Wohnungsbeständen ist zu stoppen, weil sie sonst in den Konkurs getrieben werden können. Darüber hinaus sollten Kommunen Einfluß auf ihre kommunalen Wohnungsgesellschaften nehmen, um Belegungs- und Preisbindungen zu vereinbaren. Da, wo die Stadt Gesellschafter der Wohnungsunternehmen ist, könnten auch Mieterhöhungen bei Wiedervermietung oder Mietkautionen ausgesetzt werden. Durch Übernahme der Mietschulden, gewünschte soziale Begleitung und Schuldnerberatung sollte in jedem Fall die Räumung auf die Straße verhindert werden.

»Obdachlose brauchen mehr als nur eine Wohnung«, bestätigte Otto Schickling, Vorsitzender des Vereins Motz e.V., der selbst eine Obdachlosenkarriere hinter sich hat und jetzt mit anderen Betroffenen und mit Hilfe von Spenden ein gemeinsames Haus in Berlin ausbaut, »sondern sie brauchen eine sinnvolle Aufgabe und Arbeit.«

Mit den Millionen, die man für die Not-Unterkünfte in jedem Jahr ausgibt, sollte man Selbsthilfe-Projekte fördern. Mit den gleichen Mitteln könnte man damit mehr zur Vermeidung und Beseitigung von Obdachlosigkeit tun. Denn Wohnungslosigkeit ist nicht allein mit karitativen Maßnahmen zu lösen. Man muß nicht Lösungen für die Leute finden, sondern gemeinsam mit ihnen.
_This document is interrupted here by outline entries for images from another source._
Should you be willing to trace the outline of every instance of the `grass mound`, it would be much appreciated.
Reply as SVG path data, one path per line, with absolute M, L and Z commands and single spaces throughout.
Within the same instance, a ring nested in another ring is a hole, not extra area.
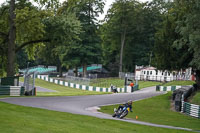
M 135 119 L 138 116 L 140 121 L 200 130 L 200 119 L 192 118 L 170 109 L 170 96 L 171 93 L 167 93 L 133 102 L 133 113 L 129 113 L 127 117 Z M 112 114 L 113 108 L 116 107 L 118 105 L 104 106 L 101 111 Z
M 188 133 L 0 102 L 2 133 Z

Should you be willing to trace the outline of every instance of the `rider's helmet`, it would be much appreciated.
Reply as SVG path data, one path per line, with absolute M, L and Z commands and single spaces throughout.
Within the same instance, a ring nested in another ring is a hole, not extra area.
M 128 104 L 129 104 L 129 105 L 132 105 L 132 103 L 133 103 L 132 100 L 129 100 L 129 101 L 128 101 Z

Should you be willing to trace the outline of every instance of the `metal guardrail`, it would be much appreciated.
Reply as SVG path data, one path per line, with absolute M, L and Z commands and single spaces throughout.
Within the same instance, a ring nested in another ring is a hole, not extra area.
M 200 106 L 182 101 L 181 112 L 187 115 L 200 118 Z

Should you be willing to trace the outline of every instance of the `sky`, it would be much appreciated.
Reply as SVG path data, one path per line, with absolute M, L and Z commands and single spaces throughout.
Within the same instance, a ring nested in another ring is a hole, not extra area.
M 7 0 L 0 0 L 0 4 L 2 4 L 3 2 L 5 2 Z M 60 0 L 60 2 L 63 2 L 65 0 Z M 101 14 L 99 16 L 99 19 L 102 20 L 105 16 L 105 14 L 107 13 L 108 9 L 110 8 L 111 4 L 115 1 L 115 0 L 105 0 L 105 6 L 104 6 L 104 14 Z M 138 0 L 140 2 L 146 2 L 146 1 L 151 1 L 151 0 Z

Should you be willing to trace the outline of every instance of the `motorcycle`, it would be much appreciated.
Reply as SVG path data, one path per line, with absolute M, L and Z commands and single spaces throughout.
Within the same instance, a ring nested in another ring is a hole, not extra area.
M 120 119 L 123 119 L 126 115 L 128 115 L 128 112 L 130 112 L 130 108 L 129 107 L 123 107 L 120 108 L 119 110 L 117 110 L 116 108 L 114 108 L 114 114 L 112 115 L 112 117 L 118 117 Z

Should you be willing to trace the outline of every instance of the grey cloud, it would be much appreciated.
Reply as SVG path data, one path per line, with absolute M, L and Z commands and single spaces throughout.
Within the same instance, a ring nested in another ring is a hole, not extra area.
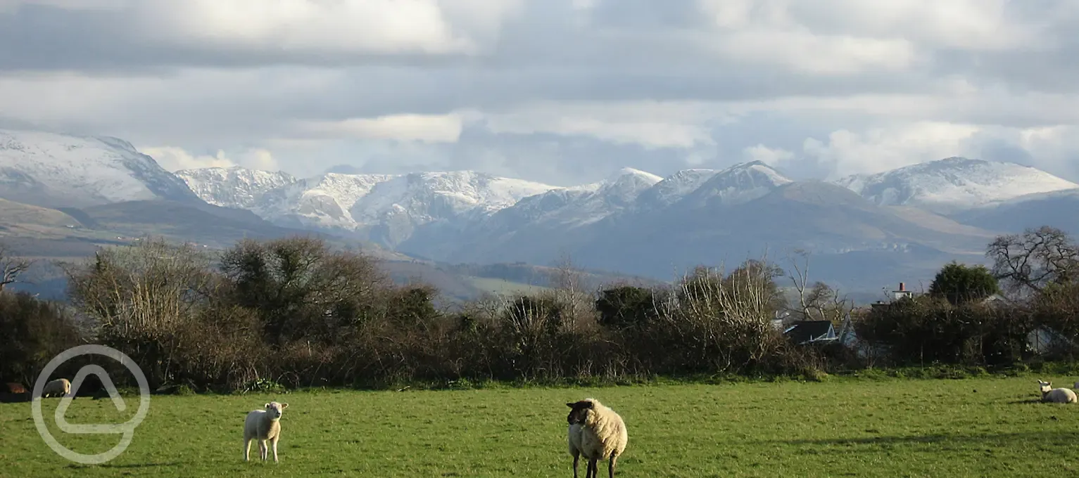
M 859 27 L 857 19 L 843 18 L 836 10 L 842 2 L 792 4 L 795 19 L 811 31 L 875 33 Z M 694 0 L 606 0 L 590 11 L 573 9 L 569 0 L 528 1 L 521 15 L 507 19 L 497 39 L 484 45 L 489 52 L 479 56 L 313 55 L 250 45 L 182 43 L 148 37 L 135 28 L 137 18 L 129 11 L 24 6 L 15 14 L 0 13 L 0 79 L 28 70 L 46 75 L 73 70 L 119 85 L 132 78 L 160 79 L 161 84 L 106 93 L 90 89 L 87 94 L 109 96 L 107 109 L 72 110 L 69 115 L 57 113 L 45 120 L 0 108 L 0 126 L 111 135 L 191 151 L 242 150 L 264 147 L 273 139 L 303 139 L 296 124 L 304 121 L 455 110 L 513 112 L 535 101 L 723 102 L 921 94 L 938 95 L 945 102 L 952 100 L 941 89 L 947 78 L 999 89 L 979 93 L 961 108 L 926 111 L 925 117 L 903 121 L 1014 128 L 1077 124 L 1074 110 L 1024 104 L 1015 97 L 1024 92 L 1079 92 L 1079 62 L 1075 61 L 1079 36 L 1071 30 L 1079 10 L 1064 9 L 1066 4 L 1056 0 L 1009 3 L 1009 18 L 1040 22 L 1040 33 L 1051 40 L 1048 44 L 974 52 L 934 45 L 919 37 L 914 40 L 925 62 L 904 70 L 831 75 L 798 73 L 763 61 L 767 58 L 723 59 L 714 52 L 723 32 L 708 25 L 710 19 Z M 0 92 L 0 104 L 4 95 L 25 92 Z M 718 116 L 721 113 L 716 111 Z M 624 166 L 661 175 L 691 166 L 721 168 L 745 160 L 746 147 L 763 144 L 794 154 L 781 164 L 786 172 L 811 178 L 831 172 L 831 166 L 804 154 L 806 138 L 827 140 L 837 129 L 886 128 L 896 121 L 888 112 L 752 110 L 730 123 L 702 121 L 714 145 L 656 150 L 581 136 L 493 133 L 482 125 L 472 125 L 455 144 L 401 146 L 342 140 L 325 151 L 274 151 L 274 155 L 286 169 L 301 174 L 336 165 L 369 172 L 482 169 L 577 184 Z M 1030 156 L 1002 132 L 972 144 L 986 158 L 1048 165 L 1053 172 L 1079 175 L 1079 170 L 1060 166 L 1060 158 L 1050 164 Z M 687 161 L 691 156 L 696 159 Z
Voraussetzung dafür ist allerdings auch Toleranz und Akzeptanz der Bürger gegenüber anderen Wohn- und Lebensformen. Solange eine Bezirksbürgermeisterin wie Bärbel Grygier in Berlin-Hohenschönhausen mit Klagen der Anwohner rechnen muß, weil sie einem Wohnwagen-Projekt einen Platz in ihrer Kommune vermieten will, ist man davon noch weit entfernt. Um Ausgrenzung und Abschiebung von Obdachlosen wirksam zu begegnen, so die sozialpolitische Sprecherin der PDS-Bundestagsgruppe, Petra Blaß, braucht man Aufklärung und Toleranz für ihre Probleme.